Date Palm ( Phoenix dactylifera)

Reaching up to 25 m, date palm has a simple disbranched trunk culminated in a terminal bud while its lower part is covered with old dried fronds. The pinnate fronds arise in a close spiral from the trunk and may vary in length from 2 to 5 m according to the size and the age of the tree.

The flowers appear in large sprays in March, each female one containing a usually yellow ovary which becomes a familiar oval fruit.

As for the water reception, a well-developed root system enables the palm to use of the underground water-tables even in the driest places.
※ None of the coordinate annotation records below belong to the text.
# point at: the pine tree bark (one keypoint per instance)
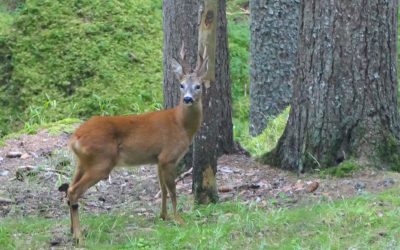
(181, 24)
(205, 152)
(274, 37)
(345, 93)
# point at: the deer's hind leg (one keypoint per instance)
(89, 176)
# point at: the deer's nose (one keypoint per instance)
(188, 99)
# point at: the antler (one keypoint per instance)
(184, 63)
(201, 59)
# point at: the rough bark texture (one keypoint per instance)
(205, 148)
(181, 19)
(274, 37)
(180, 24)
(345, 93)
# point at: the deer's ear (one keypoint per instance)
(202, 72)
(177, 69)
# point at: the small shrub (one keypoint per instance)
(344, 169)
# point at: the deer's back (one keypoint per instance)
(133, 139)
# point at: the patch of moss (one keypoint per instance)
(389, 153)
(344, 169)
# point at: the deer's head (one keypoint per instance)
(190, 82)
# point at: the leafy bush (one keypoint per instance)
(77, 54)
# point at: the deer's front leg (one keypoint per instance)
(169, 175)
(163, 187)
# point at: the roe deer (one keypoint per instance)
(161, 137)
The origin of the date palms being Arabic, it was later brought to Cyprus. Because of their drought-resistant features it was soon planted individually throughout the island. Recently they have been much planted in parks and gardens, as well as along the roadsides, indicating the typical look of old Turkish suburbs, mosque courtyards and they can be found around the city walls too.

There are also other members of the palm family (Palmae) occurring in North Cyprus. Thick-trunked Canary Palm ( Phoenix canariensis) and the very different looking Fan Palm (Washingtonia filifera) from California and Arizona are one of them. These palms grow in places which have been rendered dry by the extended root system, lining the shores and roadsides to make impressive sites for the benefit of tourists for whom also the basketry and wickerwork souvenirs are made from the palm leaves and fibres.

Among the most picturesque specimens in North Cyprus are those of the Mare Monte hotel in Alsancak, at the Primary Holiday Village, at Lapta’s Yavuzlar high school, Kyrenia harbor and the Maras area in Famagusta.